Short Creek, 1953

Art Remillard

For some historical perspective on the Texas polygamy case, take a look at Newsweek's recent article on the raid of an FDLS community in 1953.
It was July 26, 1953. In the pre-dawn hours, 120 heavily armed
Arizona lawmen prepared to descend upon the small polygamous community of Short Creek, home to the roughly 500 men, women and children of the Fundamentalist Church of Jesus Christ of Latter Day Saints. The governor, J. Howard Pyle, had ordered a two-year investigation into polygamy and the marriage of teen girls to older men, and the cops arrived ready to take almost the entire town into custody. But the plans hit a snag. FLDS lookouts spoiled the raid by setting off a dynamite charge when they spotted state troopers and National Guardsmen approaching. Fearing a shootout, the lawmen cranked their sirens and sped into town, guns drawn. "You are all under arrest!" shouted the sheriff over a loudspeaker. "Stay where you are." But no one was going anywhere: officers found the residents of Short Creek gathered in the schoolyard, unarmed and singing hymns...
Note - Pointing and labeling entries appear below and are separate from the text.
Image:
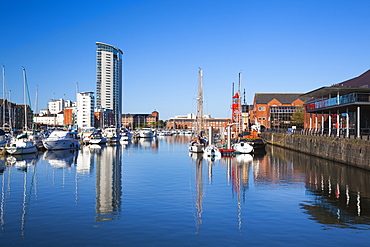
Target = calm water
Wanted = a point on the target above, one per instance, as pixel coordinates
(152, 193)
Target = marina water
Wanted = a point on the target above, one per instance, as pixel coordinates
(151, 192)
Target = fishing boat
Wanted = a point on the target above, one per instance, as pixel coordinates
(21, 145)
(241, 146)
(146, 133)
(97, 138)
(125, 135)
(212, 151)
(61, 139)
(198, 142)
(111, 134)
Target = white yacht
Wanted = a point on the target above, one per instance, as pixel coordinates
(61, 139)
(111, 134)
(97, 138)
(145, 133)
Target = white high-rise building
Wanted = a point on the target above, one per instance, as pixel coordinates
(85, 109)
(109, 80)
(56, 105)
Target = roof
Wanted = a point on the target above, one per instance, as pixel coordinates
(360, 84)
(284, 98)
(362, 80)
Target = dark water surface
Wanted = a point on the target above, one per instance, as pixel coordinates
(152, 193)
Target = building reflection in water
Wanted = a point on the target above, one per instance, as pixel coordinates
(198, 160)
(340, 195)
(238, 172)
(108, 183)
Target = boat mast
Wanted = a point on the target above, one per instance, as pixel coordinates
(200, 124)
(3, 68)
(25, 98)
(239, 103)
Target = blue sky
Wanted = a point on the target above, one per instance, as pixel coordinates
(282, 46)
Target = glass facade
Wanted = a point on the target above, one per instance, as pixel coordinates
(281, 116)
(109, 80)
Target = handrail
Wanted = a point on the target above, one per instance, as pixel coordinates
(342, 132)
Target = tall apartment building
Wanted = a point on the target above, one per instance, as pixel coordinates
(85, 109)
(56, 105)
(109, 79)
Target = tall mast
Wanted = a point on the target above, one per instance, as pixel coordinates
(200, 101)
(3, 67)
(25, 98)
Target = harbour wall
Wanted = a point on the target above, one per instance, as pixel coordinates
(354, 152)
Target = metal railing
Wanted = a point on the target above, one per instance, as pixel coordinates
(342, 133)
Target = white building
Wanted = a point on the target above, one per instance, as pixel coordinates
(56, 105)
(49, 119)
(85, 109)
(109, 79)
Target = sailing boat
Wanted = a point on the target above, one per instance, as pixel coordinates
(22, 144)
(240, 145)
(198, 142)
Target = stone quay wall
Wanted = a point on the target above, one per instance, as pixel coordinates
(354, 152)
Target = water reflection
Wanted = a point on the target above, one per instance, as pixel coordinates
(198, 160)
(22, 161)
(108, 183)
(340, 195)
(60, 158)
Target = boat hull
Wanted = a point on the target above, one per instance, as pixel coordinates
(21, 150)
(60, 144)
(242, 148)
(196, 148)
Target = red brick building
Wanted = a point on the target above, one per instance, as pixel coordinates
(275, 110)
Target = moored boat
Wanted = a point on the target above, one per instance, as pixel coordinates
(241, 146)
(97, 138)
(21, 146)
(111, 134)
(212, 151)
(146, 133)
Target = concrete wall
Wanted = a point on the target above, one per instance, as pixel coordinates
(354, 152)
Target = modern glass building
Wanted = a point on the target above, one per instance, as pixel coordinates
(109, 80)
Despite the harsh claims, the prosecutions fizzled. Six months after the raid, the men were home on probation. A photo spread in Life magazine showed the "Lonely Men of Short Creek" living forlornly without their missing wives and children, and the case seemed less about polygamy than the rights of parents to keep their kids...

But public sentiment has changed. It's been fueled by the recent prosecutions for sexual abuses—and by last year's conviction of the FLDS prophet Warren Jeffs, now in prison for charges related to performing a marriage of a 15-year-old girl to her older cousin. Texas officials focused on child welfare—unlike at Short Creek, the men have been left in place pending criminal investigation...
Still, could Eldorado also turn into a prosecutorial dry hole? "This isn't going to be like Short Creek," says state Rep. Harvey Hilderbran, a Republican who worked with the local sheriff and other officials in 2005 to revamp state marriage laws in response to the Eldorado community. Thirty-one of the 53 girls between 14 and 17 years old are either pregnant or mothers already, Texas officials say. But attorneys for the Texas families say many of the young moms are 18, and they complain that the FLDS parents are only practicing their faith. There has been media criticism, and civil libertarians are worried. Lisa Graybill, legal director of the ACLU's Texas office, says opposition is building: "We're concerned that the proceeding didn't meet the requirement in Texas law of imminent harm to a child. We have been inundated with concerns from the public." The lessons of Short Creek may not yet be fully absorbed.